Why aren't we happier about the economy?

A N.Y. Times writer says things aren't so bad and asks why Americans are so glum. Here are some answers

Published April 9, 2010 4:42PM (EDT)

The New York Times' Floyd Norris is surprised that "many commentators, whether economists or politicians," are in denial that the U.S. recession is over and that the economy is poised for a sharp upswing. Color me perplexed at his confusion.

I will concede that there's little doubt that the past three months have witnessed the rosiest economic indicators since before the Great Recession began. The stock market is plugging away merrily, payrolls are finally growing again, consumer spending is rising, and companies are reporting stronger-than-expected earnings. We can cheer ourselves up with a slew of encouraging charts. Compared to where we were a year ago, we're in great shape.

So why, as Norris asks, "is good news being received with such doubt?" Norris suggests that it's been so long -- dating back to the early '80s -- since Americans have experienced a robust rebound from a savage downturn that we no longer even believe it's possible. So we dismiss stock market growth and corporate earnings while expecting yet another jobless recovery and wage stagnation.

But I think there's more to our pessimism than lack of imagination. You don't have to look hard to find plenty of reasons for caution.

Let's start with housing. Normally, a rebound in the residential housing market drives economic growth early in the recovery from a recession. That's not happening right now. The free fall in home prices has abated, but that could be just temporary: there are clear signs that another big wave of foreclosures is about to crash. As noted in the Federal Open Markets Committee minutes released earlier this week, "housing sales and starts [have] flattened out at depressed levels, suggesting that previous improvements in those indicators may have largely reflected transitory effects from the first-time homebuyer tax credit rather than a fundamental strengthening of housing activity."

Next up: unemployment. Norris reminds us that unemployment is a lagging indicator, and tells us that labor markets are already bouncing back faster than they did after either of the last two recessions, but that's scant relief to the 3.4 million people who have been unemployed for longer than a year (23 percent of the total unemployed, the highest percentage registered since records started getting kept after World War II). There are six people for every job opening right now -- and that's a ratio that does not nurture optimism. The number of people filing for new jobless claims has remained stubbornly high, as proven by this week's 18,000 jump upward.

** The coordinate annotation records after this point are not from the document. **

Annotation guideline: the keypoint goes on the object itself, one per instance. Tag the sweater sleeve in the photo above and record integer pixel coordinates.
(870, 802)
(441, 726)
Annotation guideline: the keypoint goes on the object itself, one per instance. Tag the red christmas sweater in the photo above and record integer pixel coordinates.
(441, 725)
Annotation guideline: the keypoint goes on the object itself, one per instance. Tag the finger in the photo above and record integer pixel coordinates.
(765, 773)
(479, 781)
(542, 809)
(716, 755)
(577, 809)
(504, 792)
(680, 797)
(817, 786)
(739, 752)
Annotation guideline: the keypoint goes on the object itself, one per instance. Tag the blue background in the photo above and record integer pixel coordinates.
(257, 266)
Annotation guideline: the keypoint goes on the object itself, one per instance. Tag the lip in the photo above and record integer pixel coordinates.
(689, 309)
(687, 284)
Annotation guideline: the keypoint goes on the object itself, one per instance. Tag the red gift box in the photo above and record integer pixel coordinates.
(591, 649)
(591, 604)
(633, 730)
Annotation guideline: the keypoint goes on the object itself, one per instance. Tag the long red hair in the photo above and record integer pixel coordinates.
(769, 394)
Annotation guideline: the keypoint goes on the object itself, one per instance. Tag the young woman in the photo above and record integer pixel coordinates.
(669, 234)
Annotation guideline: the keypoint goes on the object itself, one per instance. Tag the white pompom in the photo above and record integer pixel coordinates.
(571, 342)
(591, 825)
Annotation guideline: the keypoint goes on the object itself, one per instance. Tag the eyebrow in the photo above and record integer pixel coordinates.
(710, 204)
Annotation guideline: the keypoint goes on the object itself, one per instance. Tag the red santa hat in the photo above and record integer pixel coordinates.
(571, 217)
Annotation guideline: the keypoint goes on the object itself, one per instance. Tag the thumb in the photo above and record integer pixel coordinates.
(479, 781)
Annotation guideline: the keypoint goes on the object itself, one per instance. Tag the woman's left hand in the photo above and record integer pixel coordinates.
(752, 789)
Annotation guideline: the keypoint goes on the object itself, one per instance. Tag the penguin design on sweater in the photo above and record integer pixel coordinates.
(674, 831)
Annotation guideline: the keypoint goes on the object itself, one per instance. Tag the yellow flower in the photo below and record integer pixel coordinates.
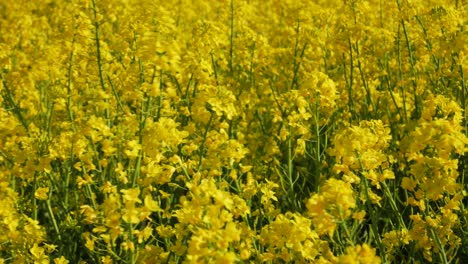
(42, 193)
(61, 260)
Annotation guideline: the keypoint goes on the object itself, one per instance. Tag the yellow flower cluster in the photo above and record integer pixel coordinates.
(233, 131)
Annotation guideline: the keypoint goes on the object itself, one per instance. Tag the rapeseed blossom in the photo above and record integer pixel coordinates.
(233, 131)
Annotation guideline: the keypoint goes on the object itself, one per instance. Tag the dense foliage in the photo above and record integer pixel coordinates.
(233, 131)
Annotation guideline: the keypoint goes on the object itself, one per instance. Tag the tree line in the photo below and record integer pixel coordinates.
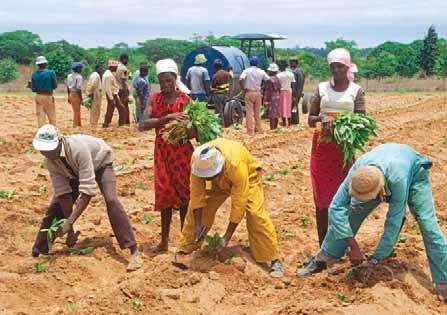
(422, 57)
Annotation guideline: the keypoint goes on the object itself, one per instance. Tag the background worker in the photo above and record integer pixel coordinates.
(221, 87)
(250, 82)
(94, 92)
(111, 89)
(142, 90)
(43, 83)
(297, 89)
(198, 79)
(233, 172)
(398, 175)
(122, 77)
(74, 90)
(78, 164)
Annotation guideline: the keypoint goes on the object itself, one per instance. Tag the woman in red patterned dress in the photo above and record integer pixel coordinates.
(171, 162)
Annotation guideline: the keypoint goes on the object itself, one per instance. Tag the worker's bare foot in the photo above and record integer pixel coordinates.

Lurking in the wings: Another energy shock. The price of a barrel of crude is hovering near its highest point since the height of the financial crisis, around $85, months before the traditional summer driving season in the U.S. gets under way. Ironically, the resumption of global economic growth will inevitably push oil prices higher, placing further strains on fragile household finances.

And let's not forget the looming end of government assistance. We can debate just how much of current economic growth is accounted for by stimulus spending, but only the most partisan commentators will attempt to claim that there has been no impact. So what happens when the spigot gets turned off?

So here's a scenario: The housing market slump deepens, with prices forced down by a wave of foreclosures and short sales. Oil prices spike. Stimulus spending peters out. The hundreds of thousands of temporary workers hired by the U.S. Census are released back into the labor market. Politicians, paralyzed by deficit fears, are unable to take further stimulative action. Throw in the wild cards of a China bubble popping or a Eurozone debt crisis, and you have plenty of reasons to be wary of the future.

I hope I'm wrong, and in fact, I'm constantly looking for excuses to be cheerful. But at the same time, I am most certainly not surprised that anyone else might feel a surfeit of caution about our economic future.